Het Hof overweegt als volgt: Ingevolge het bepaalde in artikel 10 lid 7 van de Statuten van de Politieke Vereniging “Nieuw Suriname” kan het Hoofdbestuur vergaderingen bijeenroepen zodra het Dagelijks Bestuur dit noodzakelijk acht. Verder is in artikel 10 lid 10 van de Statuten bepaald dat de oproeping der leden tot de vergadering van het Hoofdbestuur schriftelijk geschiedt en wel uiterlijk 10 (tien) dagen voorafgaande aan de Hoofdbestuursvergaderingen. De wet bevat omtrent de wijze van bijeenroeping van een vergadering geen voorschriften. De statuten zijn derhalve vrij in hun regeling. De oproep zal in ieder geval de plaats, de datum en het aanvangstijdstip van de vergadering moeten inhouden (zie van Hengstum en van Steenderen, Het Nieuwe Verenigingsrecht, tweede herziene druk, 1979, pagina 141 e.v.). Hieruit volgt dat ook in de literatuur een onderscheid wordt gemaakt tussen het bijeenroepen van een vergadering en het oproepen tot een vergadering. Het onderscheid dat door de Kantonrechter in eerste aanleg is gemaakt, getuigt dus niet van een onjuiste rechtsopvatting. Naar het oordeel van het Hof gaat het in deze om twee begrippen met elk een eigen betekenis. Onder bijeenroepen wordt verstaan het door het Hoofdbestuur te nemen besluit om op een bepaalde plaats en tijdstip over bepaalde onderwerpen met de leden te vergaderen (de Hoofdbestuursvergadering). Het Hoofdbestuur heeft krachtens artikel 10 lid 7 van de Statuten de bevoegdheid tot het bijeenroepen van een vergadering. Het Hoofdbestuur doet – indien het het besluit daartoe heeft genomen – de leden oproepen teneinde deel te nemen aan deze vergadering. Dit betekent dat indien het Hoofdbestuur geen besluit heeft genomen teneinde een vergadering te beleggen, er daartoe niet kan worden overgegaan. Om de verenigingsdemocratie binnen de vereniging te versterken is aan het Dagelijks Bestuur in artikel 10 lid 7 van de Statuten de mogelijkheid geboden om aan het Hoofdbestuur het verzoek te doen om een Hoofdbestuursvergadering te beleggen. Niet is gebleken dat het Dagelijks Bestuur van deze mogelijkheid gebruik heeft gemaakt. Nu gebleken is dat het Hoofdbestuur geen besluit heeft genomen om een vergadering te beleggen en het Dagelijks Bestuur daartoe aan het Hoofdbestuur ook geen verzoek heeft gedaan, is het duidelijk dat er dan ook geen reden is geweest om de leden ingevolge artikel 10 lid 10 van de Statuten op te roepen.

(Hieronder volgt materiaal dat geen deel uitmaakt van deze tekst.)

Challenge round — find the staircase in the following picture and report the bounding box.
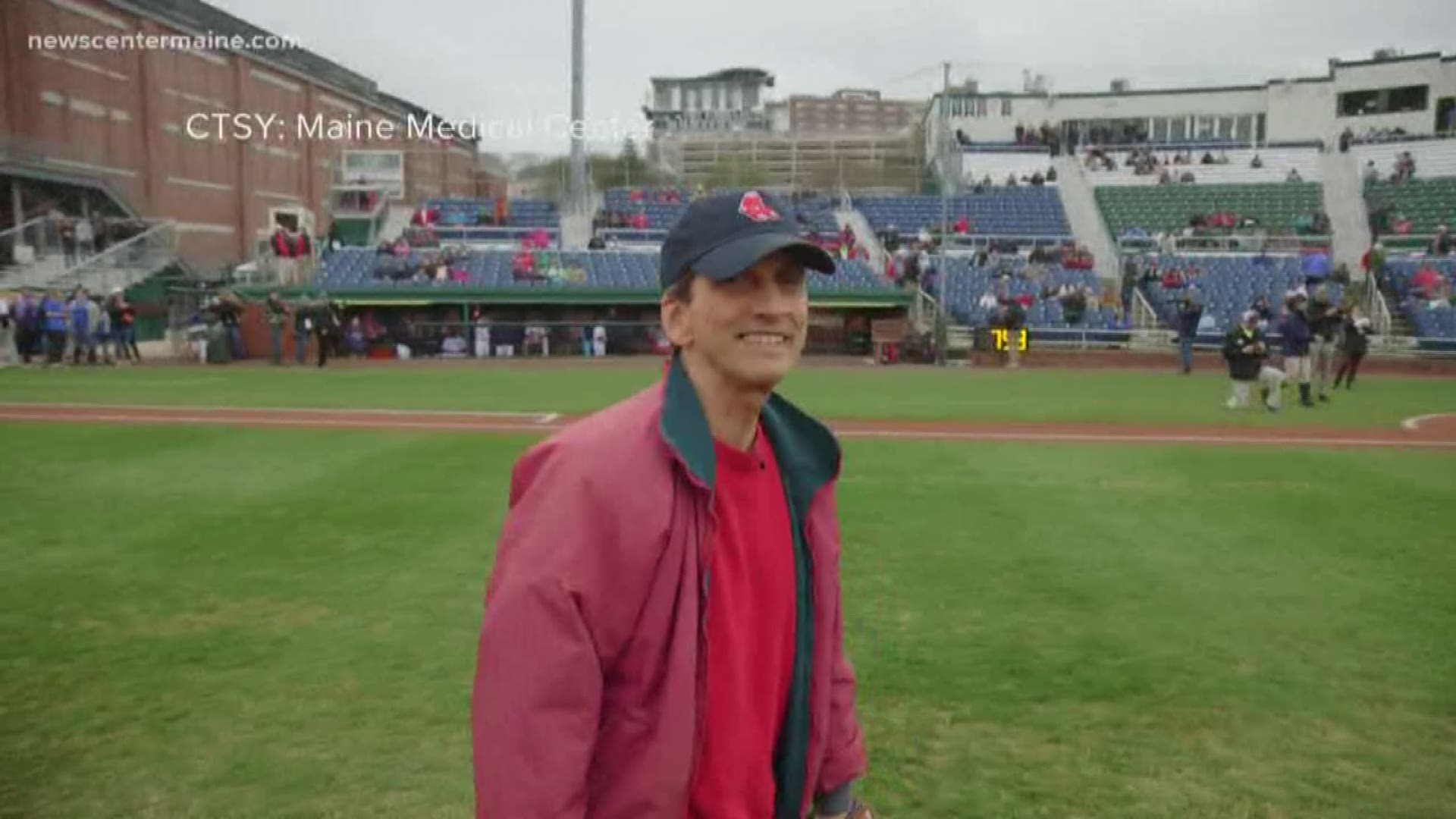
[834,204,885,266]
[34,221,177,293]
[1320,152,1370,278]
[1051,156,1122,283]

  1. Al het voorgaande leidt tot de slotsom dat de door [appellanten] ingediende grieven falen en het beroepen vonnis dient te worden bevestigd.
  1. [appellanten] zullen, als de in het ongelijk gestelde partij, worden veroordeeld in de gedingkosten aan de zijde van [geïntimeerde] in hoger beroep gevallen en zoals nader te begroten in het dictum van dit vonnis.

De beslissing in hoger beroep

Het Hof:

Bevestigt het vonnis van de Kantonrechter in het Eerste Kanton in kort geding de dato 25 augustus 2011, A.R. No. 11-2068, waarvan beroep.

Veroordeelt [appellanten] in de kosten van het geding aan de zijde van [geïntimeerde] in hoger beroep gevallen en tot aan deze uitspraak begroot op nihil.

Aldus gewezen door: mr. A. Charan, Fungerend-President, mr. A.C. Johanns en mr. S.S.S. Wijnhard, Leden-Plaatsvervanger, en

w.g. A. Charan

door mr. I.S. Chhangur-Lachitjaran, Fungerend-President, uitgesproken ter openbare terechtzitting van het Hof van Justitie van vrijdag 04 juli 2014, in tegenwoordigheid van mr. S.C. Berenstein, Fungerend-Griffier.

w.g. S.C. Berenstein w.g. I.S. Chhangur-Lachitjaran

Partijen, appellanten vertegenwoordigd door advocaat mr. S.W. Amirkhan namens advocaat mr. E.C.M. Hooplot, gemachtigde van appellanten, en geïntimeerde vertegenwoordigd door advocaat mr. R.C.A. Bleau namens advocaat mr. M.I. Vos, gemachtigde van geïntimeerde, zijn bij de uitspraak ter terechtzitting verschenen.